Seeing the golden sunset glow on the bricks of the back of the house, and the large frangipani tree in the back corner of the yard, I can taste the wine we sipped at once we'd put the Faery to bed. An end of working-week treat.
Seeing the front door open, I'm reminded of the strong winds that barrelled through it and also down the side passage of the house - winds that came up one side of the hill that this house was perched on, bitter in winter but blowing my washing dry in no time.
Seeing photos of the Faery playing on the painted kitchen floorboards, I felt the urge to scrape the white flecks of paint that stuck to the soles of my feet in those first few weeks there - a result of the landlord's cheap DIY before we moved in.
Seeing the light green kitchen walls, I can smell the cooking I did. I also feel the walls' stickiness - from lack of adequate ventilation (no extraction fan above the stove). I can also taste the distinct worry that comes with not having enough money. Not knowing when things would improve. A tight feeling in the pit of my stomach. All. The. Time.
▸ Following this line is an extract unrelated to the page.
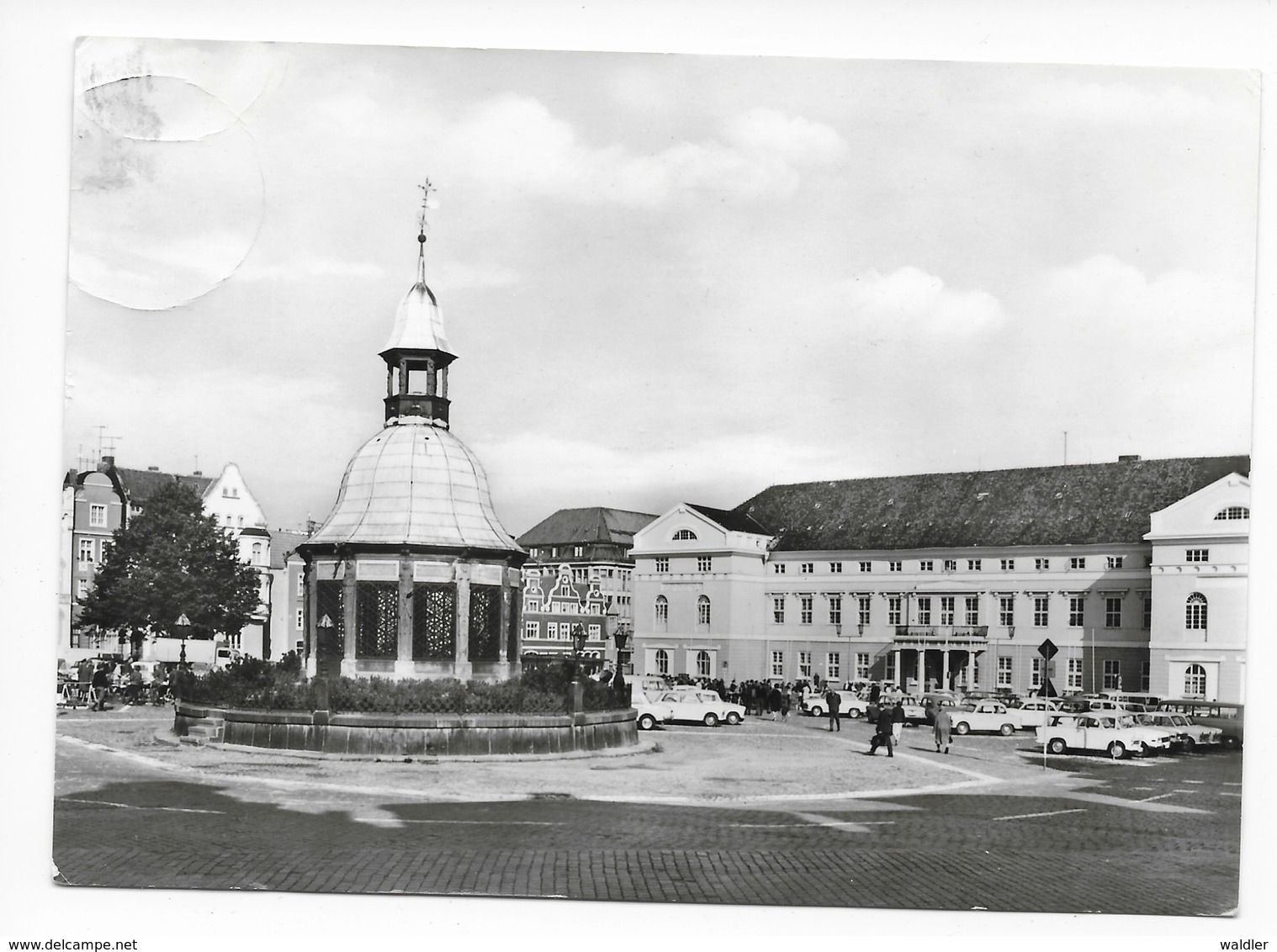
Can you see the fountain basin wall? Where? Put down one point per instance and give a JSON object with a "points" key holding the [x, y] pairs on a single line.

This period was only three years ago, and I can feel it so clearly... but it also feels further back in time. We got through it, and so much else has happened - starting with another move, then another baby, a fantastic job for J (after several false starts with some shitty companies), and that job being the reason for our biggest move of all.
The photos from the newer chapter have a shiny glow to them in comparison, even though everything was printed at the same time. It's purely my perception.
Moving to a new city, a new country... things tend to have a shine for a while. The shine of newness. Adventure. Plus, the feeling of relief that we aren't in the position we were only a few years ago. We didn't run away, but anyone who knows us well understands that we needed a fresh start, and a chance to maybe even get ahead one day. With the industry that J had been employed in, if we'd stayed in Sydney, I'm pretty sure we'd still be stuck on Struggle Street today.
Things are a little less shiny now, but it's still good. There's hope, and one day we'll return to Sydney - winners, not losers.
This has been my headspace over the last few days. Reflective, and grateful that the stomach-churning anxiety of that time is gone (mostly, because I'll always find something to fret about).
I'll never underestimate the impact a photo can have.